How Do Potato Ricers Work?
All potato ricers share a similar design. Essentially, they work a bit like giant garlic presses. Each model has two “arms,” or handles. On one arm sits a hopper, where you put your cooked, peeled potatoes. The hopper itself can be perforated, or it can be fitted with a disk that has perforations. On the other arm sits a plunger—a hinged plate. Once your potatoes are in the hopper, you press down on them using the arm with the plunger. The plunger pushes the potatoes through the perforations in the hopper, extruding or “ricing” the potato into your pot or bowl as a fine puree.
What to Look For
- Simple Design: We appreciated models that were composed of relatively few well-designed parts. It’s easier to assemble, clean, and keep track of one or two components as opposed to three or four. Food is also more likely to get stuck in models with extra parts or nooks and crannies.

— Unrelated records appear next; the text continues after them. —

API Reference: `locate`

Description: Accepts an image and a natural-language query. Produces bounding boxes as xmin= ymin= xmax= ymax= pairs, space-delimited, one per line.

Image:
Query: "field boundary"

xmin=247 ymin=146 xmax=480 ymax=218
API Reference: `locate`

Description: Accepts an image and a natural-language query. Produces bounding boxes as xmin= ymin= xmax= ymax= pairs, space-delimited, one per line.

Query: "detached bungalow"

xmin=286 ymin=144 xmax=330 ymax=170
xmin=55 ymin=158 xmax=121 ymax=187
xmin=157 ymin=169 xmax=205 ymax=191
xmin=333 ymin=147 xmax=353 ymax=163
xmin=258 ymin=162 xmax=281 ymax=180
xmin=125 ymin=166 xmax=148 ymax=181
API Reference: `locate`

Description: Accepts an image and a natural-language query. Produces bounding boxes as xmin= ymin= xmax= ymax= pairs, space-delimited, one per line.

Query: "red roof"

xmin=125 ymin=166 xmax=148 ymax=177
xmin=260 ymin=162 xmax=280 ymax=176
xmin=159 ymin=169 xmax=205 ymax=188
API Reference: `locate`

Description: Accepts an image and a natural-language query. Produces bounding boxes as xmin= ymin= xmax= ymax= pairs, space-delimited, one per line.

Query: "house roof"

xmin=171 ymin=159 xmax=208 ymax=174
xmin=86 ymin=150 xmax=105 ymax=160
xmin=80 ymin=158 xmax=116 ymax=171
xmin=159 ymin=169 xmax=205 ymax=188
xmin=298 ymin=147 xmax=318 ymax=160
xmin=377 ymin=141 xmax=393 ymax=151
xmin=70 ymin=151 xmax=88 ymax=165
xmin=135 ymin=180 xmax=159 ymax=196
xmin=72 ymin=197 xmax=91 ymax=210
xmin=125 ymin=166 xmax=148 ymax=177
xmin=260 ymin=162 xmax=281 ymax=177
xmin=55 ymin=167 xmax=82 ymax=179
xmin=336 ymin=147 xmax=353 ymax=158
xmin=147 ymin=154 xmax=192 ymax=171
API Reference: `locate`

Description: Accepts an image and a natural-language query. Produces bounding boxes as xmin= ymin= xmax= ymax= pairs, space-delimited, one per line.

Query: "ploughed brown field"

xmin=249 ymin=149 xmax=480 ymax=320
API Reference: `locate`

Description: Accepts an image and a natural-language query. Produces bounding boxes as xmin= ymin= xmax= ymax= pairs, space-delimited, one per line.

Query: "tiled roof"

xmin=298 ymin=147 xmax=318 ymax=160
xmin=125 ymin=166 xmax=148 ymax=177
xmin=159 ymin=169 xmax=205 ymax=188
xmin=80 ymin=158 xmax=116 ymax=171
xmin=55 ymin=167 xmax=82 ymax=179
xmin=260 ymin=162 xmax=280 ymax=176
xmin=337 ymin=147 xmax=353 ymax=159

- Lots of Perforations: All the models came with a hopper or disk featuring small perforations that measured about 1.5 mm in diameter—the best size for ricing potatoes to a fine puree. The more perforations of that size that a hopper has within a given surface area, the more exit points there are for the potatoes—and the faster and easier it is to evenly extrude all the potatoes. Our top model has 459 perforations—the second-most of any we tested—which makes it especially effortless to use. In the past, we preferred that the perforations be confined to the bottom of the hopper, as this made for slightly neater ricing. But these days, we feel differently. Adding perforations to the sides of the hopper can reduce the force required to rice the potatoes. We don’t mind a little mess as the potato extrudes from all sides of the hopper if it means we don’t have to work quite as hard to use the ricer.
- Well-Positioned Plungers: It’s important that the plate part of the plunger is positioned at such an angle that it hits the potatoes straight on every time, which ensures that the potatoes get extruded properly.
- Comfortable Handles: We preferred models with long, rounded handles made from grippy materials. These were easier and more comfortable to hold even when our hands were wet.
Nice to Have
- Pot Hooks: Some ricers came with hooks that allowed us to rest the models on the rim of the pot or saucepan, which made it less tiring to operate them.
What to Avoid
- Models with Relatively Few Perforations: These were harder to use and required more force to muscle the potatoes through.
- Poorly Positioned Plungers: We were frustrated by models that didn’t always hit the potatoes straight on, as we wasted time repositioning the plunger every time we needed it to push the potatoes through.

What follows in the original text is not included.